Realistically speaking, it is one thing to expound on financial injections now being made available to health services and another to actually put experienced and qualified staff in sufficient numbers on round the clock shifts to deal with the problems on the ground.
Why is slowing the spread important?
Put simply, the more that cases are stretched out over a longer period, the more that health care systems have time to prepare with less chance of being overwhelmed. Spreading out the infection rate means a more measured response, less chaos and less fearmongering as well as providing better care to those who have contracted the virus.
might be surprised
to hear that this type of “Black
Swan” virus was actually
anticipated by virologists and epidemiologists – minus the very useful information on what, when, where and how big. After the last COVID-19
case is gone, there will be pandemics
in the future, they have always been in our past.
Also expected by these medical specialists was the degree of initial apathy and inertia due to mental framing in how little respect was given to the effects of the virus. There is often an inability to correctly appreciate risks that you have no experience of or where one over-relies on historical data. In a nutshell, humans (politicians, investment analysts and doctors alike) have initially behaved as expected but are now learning quickly. We expect this of humans.

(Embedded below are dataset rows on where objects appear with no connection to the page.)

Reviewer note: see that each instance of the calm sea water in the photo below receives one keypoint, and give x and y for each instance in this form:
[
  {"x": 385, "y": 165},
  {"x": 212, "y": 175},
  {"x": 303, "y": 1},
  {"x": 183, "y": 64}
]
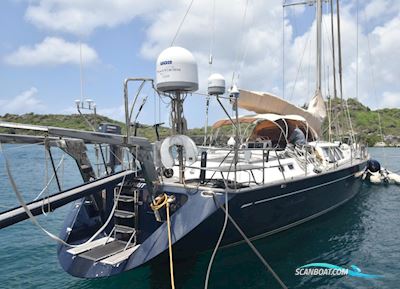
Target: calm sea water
[{"x": 364, "y": 232}]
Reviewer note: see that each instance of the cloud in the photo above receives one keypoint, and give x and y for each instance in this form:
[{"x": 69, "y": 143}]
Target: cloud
[
  {"x": 51, "y": 51},
  {"x": 390, "y": 99},
  {"x": 82, "y": 17},
  {"x": 26, "y": 101},
  {"x": 253, "y": 48}
]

So what are the global economic issues?
It is uncertain when economic activity will resume to a consistent level worldwide as monetary policy support is needed to mitigate the credit crunch risk, while a fiscal push is required to support the shock on the supply side. In the short term there will most likely be business failures, especially those in local communities such as coffee shops, pubs and restaurants as well as larger national operations such as hotels, airlines and tour operators. Most of the bigger economies have learned the lessons of the Great Recession from 11 years ago and have started to take appropriate action in this regard. More central bank interventions, after the recent Federal Reserve’s interest rate cut, and more fiscal policy, on top on what has already been announced in various countries, will gradually kick-start economies from the lethargy that will result from mass self isolation and social distancing. These measures will most likely cause economies to stabilise and avoid a global recession. Indeed, encouraging signals are already coming from China, where activity is gradually resuming.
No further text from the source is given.